Recension de L’économie psychique
Le philosophe Alain Deneault a entrepris de reprendre l’économie aux économistes. Dans une série de courts ouvrages, il nous fait redécouvrir la richesse de la notion d’économie avant qu’elle devienne l’apanage exclusif de la science économique.
Après L’économie de la nature, L’économie de la foi et L’économie esthétique, voici donc L’économie psychique. On y apprend que Sigmund Freud fut influencé très tôt dans sa carrière par la notion d’économie animale. Cette notion, dérivée de la biologie et de la neurologie, suggère que le corps, quand il est en santé, s’ordonne lui-même pour persister dans son être. Il régule ses pulsions, les transformant en passions douces. Cependant, certaines de ces pulsions – sexuelles, par exemple, ou d’acquisition – peuvent devenir excessives. Si elles sont refoulées, elles peuvent faire retour de différentes façons, que ce soit chez un sujet individuel ou dans la société.
Alain Deneault donne dans ce livre de nombreux exemples concernant la manière dont les pulsions hostiles peuvent être déguisées ou transformées chez un individu afin de maintenir un certain ordre psychique. L’expression de ces pulsions peut aussi devenir habituelle ou même convenable selon les contextes. Par exemple, des personnalités perverses, telles Donald Trump ou Jair Bolsonaro, se sont récemment imposées dans leur pays et ont été plébiscitées par une partie importante de la population. Aussi, la gestion toxique de certaines entreprises, comme France Télécom, a poussé des employé·e·s au suicide. De même, dans une société où la culture tend à devenir perverse, n’exaltant que l’économie marchande compétitive, les conséquences de cette perversion sont bien souvent sous-évaluées (pollution, inégalités, aliénation, avilissement des cultures…).
Reprenant les écrits de Georg Simmel sur la philosophie de l’argent et ceux de Léon Tolstoï dans La mort d’Ivan Illitch, Alain Deneault suggère que le capitalisme boursier, de moins en moins connecté à l’économie réelle, ne génère qu’une «monnaie névrotique». Celle-ci est devenue l’unique finalité digne d’être poursuivie, l’objet d’une pulsion nocive qui se substitue alors à la conscience.
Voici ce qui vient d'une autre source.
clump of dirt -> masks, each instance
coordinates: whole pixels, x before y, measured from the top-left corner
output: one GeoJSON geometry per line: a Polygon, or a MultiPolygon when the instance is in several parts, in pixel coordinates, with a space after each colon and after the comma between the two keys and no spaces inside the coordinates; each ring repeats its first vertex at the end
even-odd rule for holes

Cette conscience factice est aussi manufacturée et encouragée par des techniques de propagande – introduites notamment par Edward Bernays, le neveu de Sigmund Freud, qui utilise les découvertes de son oncle pour développer une science de la manipulation de masse. Aujourd’hui enseignée dans les écoles de commerce, cette stratégie de persuasion s’inscrit à même les techniques de relations publiques, de marketing ou de gestion comportementale.
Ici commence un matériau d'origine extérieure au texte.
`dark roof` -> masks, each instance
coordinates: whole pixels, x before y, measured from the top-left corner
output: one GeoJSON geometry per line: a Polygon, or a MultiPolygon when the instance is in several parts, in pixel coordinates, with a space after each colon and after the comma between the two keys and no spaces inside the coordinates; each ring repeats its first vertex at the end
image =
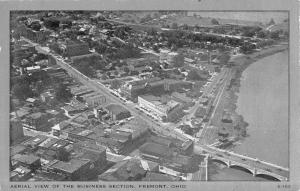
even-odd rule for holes
{"type": "Polygon", "coordinates": [[[167,138],[163,138],[163,137],[157,137],[157,136],[152,136],[151,140],[154,143],[158,143],[160,145],[165,145],[165,146],[169,146],[171,145],[172,141],[167,139],[167,138]]]}
{"type": "Polygon", "coordinates": [[[124,108],[121,105],[117,105],[117,104],[110,104],[110,105],[106,106],[106,109],[109,110],[110,112],[114,113],[114,114],[129,112],[126,108],[124,108]]]}
{"type": "Polygon", "coordinates": [[[26,150],[26,147],[24,145],[15,145],[10,147],[10,156],[14,156],[16,154],[19,154],[26,150]]]}
{"type": "Polygon", "coordinates": [[[149,143],[149,142],[143,144],[139,148],[139,150],[142,153],[155,155],[159,157],[168,157],[172,154],[169,147],[157,143],[149,143]]]}
{"type": "Polygon", "coordinates": [[[58,161],[52,164],[51,167],[68,173],[73,173],[89,162],[90,160],[71,159],[68,162],[58,161]]]}
{"type": "Polygon", "coordinates": [[[179,177],[173,177],[167,174],[147,172],[146,177],[143,181],[179,181],[179,177]]]}
{"type": "Polygon", "coordinates": [[[109,170],[99,176],[100,180],[138,180],[146,171],[141,167],[139,160],[123,160],[112,166],[109,170]]]}
{"type": "Polygon", "coordinates": [[[49,137],[48,139],[40,143],[39,146],[44,148],[49,148],[52,145],[54,145],[57,141],[58,139],[49,137]]]}
{"type": "Polygon", "coordinates": [[[23,145],[38,145],[40,144],[41,142],[43,142],[44,140],[46,140],[48,137],[47,136],[44,136],[44,135],[38,135],[36,137],[32,137],[31,139],[23,142],[22,144],[23,145]]]}
{"type": "Polygon", "coordinates": [[[35,173],[29,181],[62,181],[65,179],[66,176],[62,174],[39,171],[35,173]]]}
{"type": "Polygon", "coordinates": [[[184,165],[184,166],[190,165],[191,160],[192,160],[192,157],[185,156],[185,155],[177,155],[177,156],[174,156],[172,159],[172,161],[174,163],[184,165]]]}
{"type": "Polygon", "coordinates": [[[31,155],[16,154],[15,156],[12,157],[12,159],[28,165],[31,165],[36,161],[40,160],[39,157],[34,156],[32,154],[31,155]]]}
{"type": "Polygon", "coordinates": [[[97,145],[94,141],[80,141],[74,143],[74,148],[78,147],[81,149],[89,150],[89,151],[96,151],[96,152],[105,152],[105,147],[101,145],[97,145]]]}

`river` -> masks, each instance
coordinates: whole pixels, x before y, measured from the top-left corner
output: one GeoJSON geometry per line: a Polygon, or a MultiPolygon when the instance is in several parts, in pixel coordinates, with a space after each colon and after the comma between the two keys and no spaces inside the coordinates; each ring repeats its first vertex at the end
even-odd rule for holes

Le livre se termine par un court essai adressé aux «économistes». Plusieurs se sont plaints que les ouvrages de Deneault sur l’économie sont caricaturaux. L’auteur se défend en suggérant que certaines critiques qu’il propose proviennent du champ de la science économique et qu’elles sont soutenues par des économistes dits «hétérodoxes», certains se faisant appeler des «économistes atterrés». Il justifie aussi son projet d’archéologie en proposant que la notion d’économie est née bien avant l’avènement de la science économique et qu’elle dépasse ce qu’il appelle la simple «intendance» des choses, soit les techniques de gestion de la production, de la distribution ou de la consommation.
Comme les autres ouvrages de ce feuilleton théorique, celui-ci est fort instructif pour penser l’économie autrement, au-delà du capitalisme, de la propagande et de la folie.